从这件事中也可以看出两点:一是特朗普已经从所谓的“美国优先”,变成了为所欲为,已经顾不上契约精神了(今年2月;二是特朗普喜欢找软柿子捏。

你要是能够硬抗住特朗普的施压,那么你还可能会拿到一个相对公平的协议;但如果你轻易就对特朗普服软,那么结果很可能就是《六国论》中的那句话:

“今日割五城,明日割十城,然后得一夕安寝。起视四境,而秦兵又至矣。
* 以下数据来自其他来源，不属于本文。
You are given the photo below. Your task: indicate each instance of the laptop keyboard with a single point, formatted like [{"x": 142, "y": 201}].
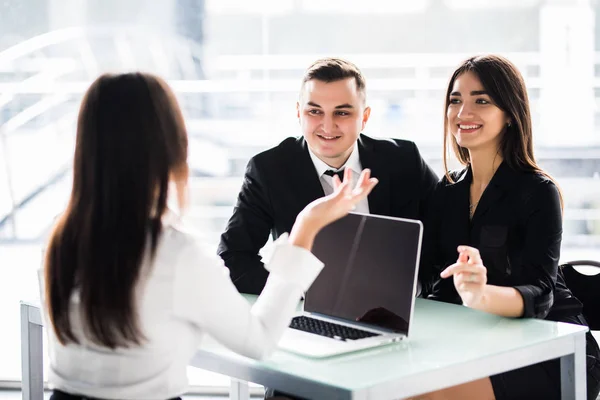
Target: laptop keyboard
[{"x": 328, "y": 329}]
”

同样在面对收割威胁的还有印度,特朗普还在5月31号突然宣布取消对印度的发展中国家普惠制待遇,生效时间为今年的6月5日。

04

我在关税落地前就做过一次预判,中美会打一段时间再来谈。

从目前来看,这个时间点最快可能会是6月底日本大阪的G20峰会(可能性比较小,因为时间太仓促了),也可能会是11月的APEC会议(这个可能性大一点)。

但对谈判抱有过高的期待显然也是危险的,因为特朗普太过反复无常了。

无论是去年在签署中美联合声明后反悔,还是最近违背美加墨贸易协定对墨西哥突然征税,特朗普的身上都表现出了极大的不确定性(据说特金会谈崩,也是因为临到签协议的时候美国突然提出了新的要求,让朝鲜极为恼火),所以必须要做好两手准备。

从目前曝出的消息来看,官方应该是做好了最坏情况下的模拟推演的。

其中有一条新闻让我特别在意:

5月29日,中国石油化工集团有限公司原董事长傅成玉在上海衍生品市场论坛发表了题为《中国要把能源安全掌握在自己手中》的演讲。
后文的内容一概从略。